Validating health economic models with the Probabilistic Analysis Check dashBOARD (PACBOARD)

Value Health. 2024 Apr 17:S1098-3015(24)02340-4. doi: 10.1016/j.jval.2024.04.008. Online ahead of print.

Abstract

Objectives: Health economic (HE) models are often considered as "black boxes" because they are not publicly available and lack transparency, which prevents independent scrutiny of HE models. Additionally, validation efforts and validation status of HE models are not systematically reported. Methods to validate HE models in absence of their full underlying code are therefore urgently needed to improve health policy making.This study aimed to develop and test a generic dashboard to systematically explore the workings of HE models and validate their model parameters and outcomes.

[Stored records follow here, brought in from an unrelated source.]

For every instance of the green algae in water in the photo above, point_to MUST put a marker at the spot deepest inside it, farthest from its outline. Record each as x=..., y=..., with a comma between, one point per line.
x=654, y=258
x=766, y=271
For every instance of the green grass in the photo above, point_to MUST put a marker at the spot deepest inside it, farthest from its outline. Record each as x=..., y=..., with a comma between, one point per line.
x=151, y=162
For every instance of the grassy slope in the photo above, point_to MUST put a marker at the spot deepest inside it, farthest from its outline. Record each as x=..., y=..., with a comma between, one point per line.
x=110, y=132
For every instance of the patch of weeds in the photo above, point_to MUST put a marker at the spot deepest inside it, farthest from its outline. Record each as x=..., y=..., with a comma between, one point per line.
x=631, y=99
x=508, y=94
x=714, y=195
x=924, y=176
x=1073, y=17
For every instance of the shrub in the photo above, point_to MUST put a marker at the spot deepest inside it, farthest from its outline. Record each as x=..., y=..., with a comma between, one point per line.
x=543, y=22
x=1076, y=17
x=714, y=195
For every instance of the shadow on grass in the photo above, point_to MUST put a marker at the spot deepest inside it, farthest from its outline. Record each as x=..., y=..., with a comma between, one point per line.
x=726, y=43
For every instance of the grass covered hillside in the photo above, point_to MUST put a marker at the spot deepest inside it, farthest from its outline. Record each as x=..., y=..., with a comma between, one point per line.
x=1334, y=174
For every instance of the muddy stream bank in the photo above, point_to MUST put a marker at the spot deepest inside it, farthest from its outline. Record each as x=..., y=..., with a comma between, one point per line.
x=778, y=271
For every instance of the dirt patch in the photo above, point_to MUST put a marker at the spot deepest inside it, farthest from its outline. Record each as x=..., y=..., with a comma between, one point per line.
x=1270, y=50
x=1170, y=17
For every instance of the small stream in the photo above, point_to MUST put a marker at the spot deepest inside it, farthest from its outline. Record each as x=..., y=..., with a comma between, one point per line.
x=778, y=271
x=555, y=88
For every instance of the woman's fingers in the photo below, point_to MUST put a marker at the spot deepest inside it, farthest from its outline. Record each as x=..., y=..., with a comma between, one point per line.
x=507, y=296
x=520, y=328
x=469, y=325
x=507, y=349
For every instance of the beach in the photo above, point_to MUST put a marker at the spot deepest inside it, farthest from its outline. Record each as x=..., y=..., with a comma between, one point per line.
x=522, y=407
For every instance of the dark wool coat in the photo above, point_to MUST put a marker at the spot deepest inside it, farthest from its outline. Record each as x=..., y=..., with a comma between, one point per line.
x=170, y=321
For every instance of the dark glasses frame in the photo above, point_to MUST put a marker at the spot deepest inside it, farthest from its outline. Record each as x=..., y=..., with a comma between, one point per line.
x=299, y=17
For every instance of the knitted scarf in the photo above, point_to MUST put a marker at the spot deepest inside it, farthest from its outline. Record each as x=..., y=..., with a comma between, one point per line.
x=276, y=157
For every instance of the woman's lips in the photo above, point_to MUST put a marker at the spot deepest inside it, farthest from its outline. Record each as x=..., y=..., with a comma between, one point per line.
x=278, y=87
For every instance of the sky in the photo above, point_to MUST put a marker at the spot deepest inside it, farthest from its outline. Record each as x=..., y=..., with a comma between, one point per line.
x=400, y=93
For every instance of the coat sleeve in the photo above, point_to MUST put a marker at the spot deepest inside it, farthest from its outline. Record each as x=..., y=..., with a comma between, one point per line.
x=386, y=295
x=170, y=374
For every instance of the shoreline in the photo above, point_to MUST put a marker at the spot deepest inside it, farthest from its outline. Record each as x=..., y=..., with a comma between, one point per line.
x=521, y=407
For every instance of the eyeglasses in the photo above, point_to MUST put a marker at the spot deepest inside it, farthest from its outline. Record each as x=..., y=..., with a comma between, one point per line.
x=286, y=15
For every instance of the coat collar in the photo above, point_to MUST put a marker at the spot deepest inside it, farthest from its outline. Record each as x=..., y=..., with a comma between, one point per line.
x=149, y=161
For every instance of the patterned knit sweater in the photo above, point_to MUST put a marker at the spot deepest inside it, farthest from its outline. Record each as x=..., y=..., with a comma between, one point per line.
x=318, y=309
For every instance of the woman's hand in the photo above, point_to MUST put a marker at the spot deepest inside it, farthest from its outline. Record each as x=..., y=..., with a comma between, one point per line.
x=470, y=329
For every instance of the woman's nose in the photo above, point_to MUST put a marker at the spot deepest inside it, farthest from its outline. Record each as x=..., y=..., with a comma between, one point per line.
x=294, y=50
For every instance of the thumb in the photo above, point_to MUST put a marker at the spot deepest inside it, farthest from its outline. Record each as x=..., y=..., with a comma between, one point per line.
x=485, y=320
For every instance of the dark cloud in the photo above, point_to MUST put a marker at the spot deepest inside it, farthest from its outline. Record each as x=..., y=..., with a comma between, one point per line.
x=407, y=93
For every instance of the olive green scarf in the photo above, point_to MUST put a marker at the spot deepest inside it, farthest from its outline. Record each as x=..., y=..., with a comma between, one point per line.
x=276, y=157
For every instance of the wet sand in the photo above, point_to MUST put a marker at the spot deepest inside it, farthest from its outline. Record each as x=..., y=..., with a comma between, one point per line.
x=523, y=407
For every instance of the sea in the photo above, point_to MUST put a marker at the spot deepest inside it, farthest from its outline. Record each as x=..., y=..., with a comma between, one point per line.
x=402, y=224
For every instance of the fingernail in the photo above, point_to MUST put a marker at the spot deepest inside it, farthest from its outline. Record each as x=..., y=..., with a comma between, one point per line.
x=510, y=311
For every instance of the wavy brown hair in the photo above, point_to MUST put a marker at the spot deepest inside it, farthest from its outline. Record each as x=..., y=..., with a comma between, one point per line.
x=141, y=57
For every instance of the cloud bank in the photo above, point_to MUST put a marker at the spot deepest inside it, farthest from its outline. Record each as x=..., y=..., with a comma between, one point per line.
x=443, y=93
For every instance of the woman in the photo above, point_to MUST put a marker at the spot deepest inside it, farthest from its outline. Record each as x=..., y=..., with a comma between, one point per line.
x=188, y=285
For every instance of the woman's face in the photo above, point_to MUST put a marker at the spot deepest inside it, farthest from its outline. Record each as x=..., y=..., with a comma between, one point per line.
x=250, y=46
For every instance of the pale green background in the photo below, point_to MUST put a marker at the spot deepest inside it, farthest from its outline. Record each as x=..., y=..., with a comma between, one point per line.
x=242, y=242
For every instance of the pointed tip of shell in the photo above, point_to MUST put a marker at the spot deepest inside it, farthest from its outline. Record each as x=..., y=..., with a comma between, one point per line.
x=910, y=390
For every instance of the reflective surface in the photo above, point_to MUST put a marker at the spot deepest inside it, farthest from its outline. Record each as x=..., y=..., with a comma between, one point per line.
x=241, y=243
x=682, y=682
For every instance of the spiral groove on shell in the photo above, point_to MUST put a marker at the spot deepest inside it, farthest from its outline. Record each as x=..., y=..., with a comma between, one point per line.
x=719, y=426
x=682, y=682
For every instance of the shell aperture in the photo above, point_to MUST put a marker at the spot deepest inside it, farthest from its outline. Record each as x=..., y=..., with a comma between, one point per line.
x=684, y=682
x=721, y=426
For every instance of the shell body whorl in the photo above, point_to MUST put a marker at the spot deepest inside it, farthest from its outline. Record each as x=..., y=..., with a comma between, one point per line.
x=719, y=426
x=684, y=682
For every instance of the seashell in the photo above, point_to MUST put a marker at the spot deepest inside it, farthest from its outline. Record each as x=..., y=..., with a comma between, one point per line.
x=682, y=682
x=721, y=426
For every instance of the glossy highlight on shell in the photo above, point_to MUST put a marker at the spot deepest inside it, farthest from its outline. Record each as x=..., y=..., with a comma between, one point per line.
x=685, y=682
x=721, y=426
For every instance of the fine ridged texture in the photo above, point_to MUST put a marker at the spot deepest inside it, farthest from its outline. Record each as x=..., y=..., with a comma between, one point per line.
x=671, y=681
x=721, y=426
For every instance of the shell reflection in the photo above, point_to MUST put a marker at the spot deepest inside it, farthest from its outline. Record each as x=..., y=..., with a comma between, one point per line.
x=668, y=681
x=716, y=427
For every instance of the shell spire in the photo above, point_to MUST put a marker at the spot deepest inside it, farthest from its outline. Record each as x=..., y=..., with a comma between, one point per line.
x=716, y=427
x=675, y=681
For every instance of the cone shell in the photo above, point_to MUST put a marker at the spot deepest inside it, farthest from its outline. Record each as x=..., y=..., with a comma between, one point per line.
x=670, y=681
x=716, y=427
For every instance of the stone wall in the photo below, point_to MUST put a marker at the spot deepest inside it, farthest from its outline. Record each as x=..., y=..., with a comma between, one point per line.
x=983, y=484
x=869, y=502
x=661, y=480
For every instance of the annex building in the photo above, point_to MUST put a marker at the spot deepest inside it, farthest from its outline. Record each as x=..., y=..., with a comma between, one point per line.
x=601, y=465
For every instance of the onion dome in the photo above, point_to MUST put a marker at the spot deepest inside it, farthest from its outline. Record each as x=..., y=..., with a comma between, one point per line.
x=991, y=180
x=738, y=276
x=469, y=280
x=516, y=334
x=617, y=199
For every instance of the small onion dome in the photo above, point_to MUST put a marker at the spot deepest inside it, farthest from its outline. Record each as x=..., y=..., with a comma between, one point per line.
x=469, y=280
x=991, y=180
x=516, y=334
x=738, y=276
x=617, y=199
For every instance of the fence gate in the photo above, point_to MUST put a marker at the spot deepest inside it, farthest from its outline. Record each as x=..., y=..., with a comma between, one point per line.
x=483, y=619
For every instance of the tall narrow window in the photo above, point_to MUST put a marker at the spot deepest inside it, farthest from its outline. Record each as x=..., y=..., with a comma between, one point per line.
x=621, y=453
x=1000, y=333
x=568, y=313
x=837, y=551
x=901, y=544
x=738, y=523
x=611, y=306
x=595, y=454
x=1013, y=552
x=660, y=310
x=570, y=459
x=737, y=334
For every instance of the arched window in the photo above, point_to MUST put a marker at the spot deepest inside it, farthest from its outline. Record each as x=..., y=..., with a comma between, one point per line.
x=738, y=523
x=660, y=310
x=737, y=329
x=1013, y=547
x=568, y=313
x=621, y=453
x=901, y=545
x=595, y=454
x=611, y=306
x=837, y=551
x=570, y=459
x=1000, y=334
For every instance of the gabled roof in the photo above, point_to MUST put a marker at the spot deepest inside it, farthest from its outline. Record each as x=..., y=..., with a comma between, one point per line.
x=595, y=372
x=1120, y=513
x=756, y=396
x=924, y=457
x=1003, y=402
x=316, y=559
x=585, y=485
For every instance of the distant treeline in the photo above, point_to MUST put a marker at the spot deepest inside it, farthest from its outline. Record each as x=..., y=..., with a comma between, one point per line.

Methods: The Probabilistic Analysis Check dashBOARD (PACBOARD) was developed using insights from literature, health economists, and a data scientist.Functionalities of PACBOARD are 1) exploring and validating model parameters and outcomes using standardised validation tests and interactive plots, 2) visualising and investigating the relationship between model parameters and outcomes using metamodelling, and 3) predicting health economic outcomes using the fitted metamodel.To test PACBOARD, two mock HE models were developed and errors were introduced in these models, e.g. negative costs inputs, utility values exceeding 1. PACBOARD metamodelling predictions of incremental net monetary benefit were validated against the original model's outcomes.

Results: PACBOARD automatically identified all errors introduced in the erroneous HE models. Metamodel predictions were accurate compared to the original model outcomes.

Conclusions: PACBOARD is a unique dashboard aiming at improving the feasibility and transparency of validation efforts of HE models. PACBOARD allows users to explore the working of HE models using metamodelling based on HE models' parameters and outcomes.

Keywords: health economic model; metamodels/emulators; probabilistic sensitivity analysis; sensitivity analysis; validation.